Scott said it well but let me just ask a couple of questions?

1. I would not give my infant child over to someone in marriage so I assume you're asking about the marriage of adults. Is that a safe assumption?

2. Suppose George, child in a credo baptist Church, is baptized at age 11 based on a credible profession. When he turns 18 he curses his parents, repudiates his faith, and becomes a hedonist. At age 25 he meets your daughter and wants to marry her so long as she agrees to an open marriage. How do Baptists handle such men? Do they give their parental blessing to their daughters to marry George?


----------



## Mocha (Nov 26, 2005)

> _Originally posted by SemperFideles_
> 
> 
> > _Originally posted by Mocha_
> ...



#1 - Yes, I'm referring to someone that is old enough to marry. I had found it interesting that someone who was not a Christian could marry a Christian as long as he/she was baptized into the covenant at some time in his/her past. I'm not saying it's wrong...it's just new to me.
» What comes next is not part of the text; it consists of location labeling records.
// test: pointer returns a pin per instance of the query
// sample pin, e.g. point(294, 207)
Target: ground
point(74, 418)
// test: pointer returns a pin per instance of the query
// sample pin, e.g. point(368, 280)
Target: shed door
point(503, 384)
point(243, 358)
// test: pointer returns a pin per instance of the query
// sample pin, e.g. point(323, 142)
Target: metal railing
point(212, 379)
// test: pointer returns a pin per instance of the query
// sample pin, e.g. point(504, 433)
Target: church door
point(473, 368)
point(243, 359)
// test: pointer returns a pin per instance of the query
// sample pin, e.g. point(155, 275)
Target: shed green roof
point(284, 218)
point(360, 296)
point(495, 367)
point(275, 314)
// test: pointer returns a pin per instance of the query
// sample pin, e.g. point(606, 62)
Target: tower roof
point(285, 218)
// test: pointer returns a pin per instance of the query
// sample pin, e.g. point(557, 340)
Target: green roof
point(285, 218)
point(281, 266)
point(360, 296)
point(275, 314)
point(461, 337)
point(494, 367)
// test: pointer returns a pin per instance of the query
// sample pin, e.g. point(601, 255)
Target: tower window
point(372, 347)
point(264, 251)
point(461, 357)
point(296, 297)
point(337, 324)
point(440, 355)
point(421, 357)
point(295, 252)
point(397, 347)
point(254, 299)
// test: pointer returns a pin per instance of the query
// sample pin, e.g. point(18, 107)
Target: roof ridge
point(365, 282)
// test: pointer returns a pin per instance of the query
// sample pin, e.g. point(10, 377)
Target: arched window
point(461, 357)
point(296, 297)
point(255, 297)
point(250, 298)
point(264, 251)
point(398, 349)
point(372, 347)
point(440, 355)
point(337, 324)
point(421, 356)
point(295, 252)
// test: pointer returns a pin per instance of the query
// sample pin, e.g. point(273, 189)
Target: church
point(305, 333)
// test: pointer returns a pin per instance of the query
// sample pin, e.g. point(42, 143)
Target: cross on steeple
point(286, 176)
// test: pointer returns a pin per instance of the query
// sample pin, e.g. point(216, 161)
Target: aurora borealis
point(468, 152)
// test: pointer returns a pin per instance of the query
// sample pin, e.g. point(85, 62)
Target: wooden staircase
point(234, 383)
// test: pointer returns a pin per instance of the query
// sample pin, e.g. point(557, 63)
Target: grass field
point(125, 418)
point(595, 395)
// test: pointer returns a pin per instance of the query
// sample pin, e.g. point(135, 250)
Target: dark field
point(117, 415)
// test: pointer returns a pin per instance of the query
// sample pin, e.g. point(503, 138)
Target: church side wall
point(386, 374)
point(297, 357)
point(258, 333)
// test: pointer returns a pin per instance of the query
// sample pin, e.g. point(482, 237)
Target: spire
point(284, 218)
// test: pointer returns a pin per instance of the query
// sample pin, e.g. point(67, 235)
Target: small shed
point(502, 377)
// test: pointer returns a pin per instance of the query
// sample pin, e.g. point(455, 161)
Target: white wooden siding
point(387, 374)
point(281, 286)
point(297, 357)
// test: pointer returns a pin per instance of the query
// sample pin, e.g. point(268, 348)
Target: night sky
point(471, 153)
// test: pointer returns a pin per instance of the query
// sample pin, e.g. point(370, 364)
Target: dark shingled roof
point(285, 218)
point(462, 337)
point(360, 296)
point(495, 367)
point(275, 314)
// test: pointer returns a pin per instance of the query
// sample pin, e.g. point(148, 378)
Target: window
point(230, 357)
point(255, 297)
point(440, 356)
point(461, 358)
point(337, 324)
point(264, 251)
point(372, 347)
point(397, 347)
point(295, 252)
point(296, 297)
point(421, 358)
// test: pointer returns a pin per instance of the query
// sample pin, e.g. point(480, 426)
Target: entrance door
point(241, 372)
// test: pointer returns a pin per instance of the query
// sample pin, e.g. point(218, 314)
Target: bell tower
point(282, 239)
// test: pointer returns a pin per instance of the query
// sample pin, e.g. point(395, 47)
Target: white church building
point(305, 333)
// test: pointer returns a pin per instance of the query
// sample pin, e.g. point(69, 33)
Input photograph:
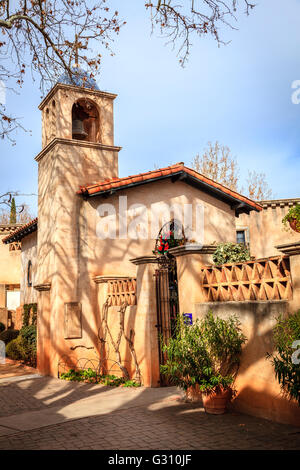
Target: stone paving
point(96, 417)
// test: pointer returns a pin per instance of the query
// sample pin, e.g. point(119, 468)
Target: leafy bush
point(230, 253)
point(24, 346)
point(206, 353)
point(27, 344)
point(13, 349)
point(27, 309)
point(8, 335)
point(287, 372)
point(293, 214)
point(90, 376)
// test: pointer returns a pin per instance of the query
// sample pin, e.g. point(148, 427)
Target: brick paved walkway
point(14, 368)
point(95, 417)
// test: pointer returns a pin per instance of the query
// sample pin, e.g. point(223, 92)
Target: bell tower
point(77, 148)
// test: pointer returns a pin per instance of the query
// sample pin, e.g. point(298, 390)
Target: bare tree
point(47, 36)
point(179, 20)
point(23, 216)
point(258, 188)
point(218, 164)
point(23, 212)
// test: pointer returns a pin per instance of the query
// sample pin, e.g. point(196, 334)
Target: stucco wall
point(72, 254)
point(113, 256)
point(10, 262)
point(266, 229)
point(259, 393)
point(29, 253)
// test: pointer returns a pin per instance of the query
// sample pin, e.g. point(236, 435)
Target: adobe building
point(103, 296)
point(10, 274)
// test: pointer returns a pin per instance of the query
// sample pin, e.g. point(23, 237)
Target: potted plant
point(286, 355)
point(204, 357)
point(293, 218)
point(230, 253)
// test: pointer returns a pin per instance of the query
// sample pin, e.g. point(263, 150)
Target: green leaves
point(230, 253)
point(90, 376)
point(293, 214)
point(206, 353)
point(285, 332)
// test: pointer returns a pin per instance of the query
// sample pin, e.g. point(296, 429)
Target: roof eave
point(21, 234)
point(236, 204)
#2 - If George repudiates his faith, then we would obviously see George as an unbeliever, and therefore would not receive our blessing. Only those living in the light should marry only those living in the light. 

Mike


----------



## Semper Fidelis (Nov 26, 2005)

> _Originally posted by Mocha_
> 
> 
> > _Originally posted by SemperFideles_
> ...


Good answer to #2. Sounds pretty much the same as I would handle it.

I don't know any father, who believes God's word, that would give his blessing to a man simply because he was baptized at some point in his life even though he lived like a Pagan. True whether he was baptized at 1 week or 572 weeks.

[Edited on 11-27-2005 by SemperFideles]


----------



## non dignus (Dec 5, 2005)

> Thanks for clearing that up for me. It still seems odd to me that those who are not justified are considered 'believers', 'righteous', and living in the 'light'. However, I can see it when I'm looking through Paedo glasses.





We _believe_ we are justified, We don't _know_ we are justified. Conversely if anyone eschews baptism I have to assume (and therefore believe) that they are not justified.


----------